Dopo aver acceso ed alimentato la fiamma della volontà, è ora di tentare di prendere coscienza nei sogni. Nei primi anni ottanta, uno dei pionieri dello studio dei sogni lucidi come Paul Tholey, psicologo tedesco, elencò le caratteristiche che definiscono il prendere coscienza di un sogno lucido: potersi orientare, poter prendere decisioni, utilizzo della memoria, ricordarsi di sé, coscienza del circostante, coscienza dei significati, utilizzo della volontà.

Uno dei metodi più classici è il "test della realtà": ovvero l'abituarsi a chiedersi più volte possibile se quella che stiamo vivendo sia veramente la realtà, facendo piccoli test come aprire un libro e leggere due righe, controllare l'ora, guardarsi le mani, pizzicarsi il naso, controllare se si respira.

Se si prende questa abitudine durante la veglia, sarà facile riprodurla nei sogni, con ottimi risultati. Un'altra cosa fondamentale è imprimere una costante volontà di voler arrivare all'obiettivo di avere sogni lucidi, ciò che nelle scienze occulte è definita una «formazione». Ogni sera, prima di addormentarsi, tutta la coscienza dovrà focalizzarsi su tale obiettivo e, col tempo, la perseveranza verrà premiata come la goccia che scava la roccia.

Disegnare e imparare a riconoscere i simboli ricorrenti, la propria araldica personale, ci aiuterà a prendere confidenza con i sogni. La fase REM può inoltre essere potenziata e per svilupparla è importante: dormire a orari regolari, farlo lontano dai pasti, concentrare il sonno in un'unica volta evitando sieste e pennichelle.

 

Riflessioni sul sogno lucido

Il sonno e il sogno sono parte integrante della vita di una persona, precisamente un terzo di essa. Essere consapevoli di questo terzo della nostra vita, dove si concentrano molte potenzialità, molte verità scomode, molte chiavi psicologiche, significa vivere una vita integrale, completa, senza interruzioni e iati.

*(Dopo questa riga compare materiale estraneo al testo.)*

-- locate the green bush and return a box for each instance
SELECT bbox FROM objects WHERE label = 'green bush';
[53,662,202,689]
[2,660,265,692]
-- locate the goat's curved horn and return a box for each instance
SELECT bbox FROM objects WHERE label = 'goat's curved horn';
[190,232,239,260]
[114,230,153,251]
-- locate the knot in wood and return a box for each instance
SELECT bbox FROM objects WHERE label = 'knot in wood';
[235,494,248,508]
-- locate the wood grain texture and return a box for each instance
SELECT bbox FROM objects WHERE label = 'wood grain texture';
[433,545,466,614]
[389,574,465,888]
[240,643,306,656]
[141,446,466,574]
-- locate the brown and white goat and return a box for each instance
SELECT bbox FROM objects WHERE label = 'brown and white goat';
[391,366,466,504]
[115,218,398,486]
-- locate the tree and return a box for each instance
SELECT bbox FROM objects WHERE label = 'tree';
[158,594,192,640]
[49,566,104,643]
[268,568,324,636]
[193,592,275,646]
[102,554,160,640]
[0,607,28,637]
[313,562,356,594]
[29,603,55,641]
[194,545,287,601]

Tuttavia, bisogna fare attenzione e capire la profondità del fenomeno, che se approcciato superficialmente, porterà solo scarse soddisfazioni: è importante non fare gerarchie tra stati di coscienza e non voler imporre la coscienza di veglia alla coscienza onirica, poiché ha anch'essa bisogno di libera espressione.

Lo scopo di queste pratiche non dev'essere quello di portare nei sogni l'io di superficie ma di ampliarlo accettando in sé la coscienza onirica: come risultato avremo un inaspettato allargamento della consueta coscienza perché nella misura in cui entreremo consapevolmente nella coscienza dei sogni, questa comincerà a penetrare nella coscienza di veglia, estendendosi nella realtà oggettiva coi suoi poteri intuitivi e di percezione sottile.

L'obiettivo finale di questa integrazione quindi sarà il maturare una condizione sintetica capace di navigare senza interruzioni tra tutti gli stati di coscienza: veglia, sonno, sogno, e anche stati ulteriori, così come un anfibio vive a suo agio dentro e fuori dall'acqua.